Cipher Pharmaceuticals Inc. (TSX: DND) today announced the U.S. Food and Drug Administration ("FDA") has approved CIP-TRAMADOL ER, the Company's extended-release tramadol product, for the treatment of moderate to moderately severe chronic pain in adults.
"This represents our second FDA approval - a major achievement for the Company that reflects a significant amount of effort and dedication from our team, led by Dr. Jason Gross," said Larry Andrews, President and CEO of Cipher. "We are excited about the opportunity for CIP-TRAMADOL ER in the large and growing U.S. pain market. There were more than 28 million tramadol prescriptions written in 2009, only 5% of which were for once-daily formulations, indicating there is a substantial opportunity for a new entrant.
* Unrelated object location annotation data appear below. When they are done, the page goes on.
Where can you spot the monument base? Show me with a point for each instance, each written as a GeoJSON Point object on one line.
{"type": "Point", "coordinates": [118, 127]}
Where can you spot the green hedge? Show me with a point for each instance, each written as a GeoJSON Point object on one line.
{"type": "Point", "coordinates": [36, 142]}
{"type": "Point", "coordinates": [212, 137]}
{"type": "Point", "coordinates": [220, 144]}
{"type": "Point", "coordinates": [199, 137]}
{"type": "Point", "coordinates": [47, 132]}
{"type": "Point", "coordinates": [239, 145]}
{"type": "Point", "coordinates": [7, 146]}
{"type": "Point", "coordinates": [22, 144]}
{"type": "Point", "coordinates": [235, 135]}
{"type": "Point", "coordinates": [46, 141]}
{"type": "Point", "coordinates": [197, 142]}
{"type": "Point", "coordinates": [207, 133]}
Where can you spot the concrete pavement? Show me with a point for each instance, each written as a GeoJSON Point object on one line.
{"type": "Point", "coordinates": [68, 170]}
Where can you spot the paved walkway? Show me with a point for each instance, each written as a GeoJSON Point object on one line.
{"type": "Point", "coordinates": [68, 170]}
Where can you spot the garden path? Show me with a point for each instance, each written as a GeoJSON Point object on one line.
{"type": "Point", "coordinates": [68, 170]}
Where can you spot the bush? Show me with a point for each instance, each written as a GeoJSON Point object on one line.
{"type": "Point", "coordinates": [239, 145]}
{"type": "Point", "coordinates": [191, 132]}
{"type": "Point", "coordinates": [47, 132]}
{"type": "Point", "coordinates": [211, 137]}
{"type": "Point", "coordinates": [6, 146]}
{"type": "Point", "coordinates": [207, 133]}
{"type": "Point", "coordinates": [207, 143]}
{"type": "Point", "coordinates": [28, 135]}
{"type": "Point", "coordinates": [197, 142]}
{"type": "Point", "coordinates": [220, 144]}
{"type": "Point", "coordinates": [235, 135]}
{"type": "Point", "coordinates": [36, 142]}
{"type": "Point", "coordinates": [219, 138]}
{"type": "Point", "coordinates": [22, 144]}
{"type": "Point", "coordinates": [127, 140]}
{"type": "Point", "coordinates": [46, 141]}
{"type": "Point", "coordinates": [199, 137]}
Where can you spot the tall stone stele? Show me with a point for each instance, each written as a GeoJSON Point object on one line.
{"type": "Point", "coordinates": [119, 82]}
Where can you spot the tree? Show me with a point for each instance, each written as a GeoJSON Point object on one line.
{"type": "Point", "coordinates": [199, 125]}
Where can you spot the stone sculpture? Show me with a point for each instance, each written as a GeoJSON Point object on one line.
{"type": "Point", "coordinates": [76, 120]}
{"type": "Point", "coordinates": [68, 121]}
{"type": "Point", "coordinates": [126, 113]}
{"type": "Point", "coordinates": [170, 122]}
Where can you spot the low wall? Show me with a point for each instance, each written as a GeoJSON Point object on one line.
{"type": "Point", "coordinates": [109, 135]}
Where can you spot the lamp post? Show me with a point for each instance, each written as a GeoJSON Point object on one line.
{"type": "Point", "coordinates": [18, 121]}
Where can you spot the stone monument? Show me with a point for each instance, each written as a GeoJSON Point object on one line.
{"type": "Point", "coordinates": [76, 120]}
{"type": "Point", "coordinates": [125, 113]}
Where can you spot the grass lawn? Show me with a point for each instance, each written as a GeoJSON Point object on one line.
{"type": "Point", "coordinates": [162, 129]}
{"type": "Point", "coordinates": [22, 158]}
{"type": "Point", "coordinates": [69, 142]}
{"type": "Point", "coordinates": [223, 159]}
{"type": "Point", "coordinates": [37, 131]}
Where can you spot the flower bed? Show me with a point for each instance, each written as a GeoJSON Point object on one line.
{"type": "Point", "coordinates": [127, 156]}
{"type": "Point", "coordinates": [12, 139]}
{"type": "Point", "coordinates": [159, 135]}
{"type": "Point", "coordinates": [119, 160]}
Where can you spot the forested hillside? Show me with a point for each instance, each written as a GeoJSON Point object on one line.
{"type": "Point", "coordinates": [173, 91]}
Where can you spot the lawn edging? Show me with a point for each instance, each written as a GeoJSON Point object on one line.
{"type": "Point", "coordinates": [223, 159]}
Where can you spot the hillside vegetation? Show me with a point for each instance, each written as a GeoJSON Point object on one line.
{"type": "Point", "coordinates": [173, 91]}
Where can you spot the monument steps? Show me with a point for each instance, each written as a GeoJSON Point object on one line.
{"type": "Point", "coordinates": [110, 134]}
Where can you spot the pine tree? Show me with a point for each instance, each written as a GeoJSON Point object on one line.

We believe our product's unique capsule formulation comprising an immediate-release tablet and sustained-release beads, combined with having no food effect, will make it an attractive alternative for clinicians and chronic pain sufferers."
Cipher is currently preparing for the U.S. commercial launch of the product, which includes securing a marketing partner and finalizing commercial manufacturing requirements. The actual timing of the launch will also be influenced by the outcome of the appeal filed by Purdue Pharma Products L.P. against Par Pharmaceutical, Inc., which relates to the Orange Book-listed patents for Ultram(R) ER, the reference product in Cipher's New Drug Application. A decision in that case is not expected until late 2010.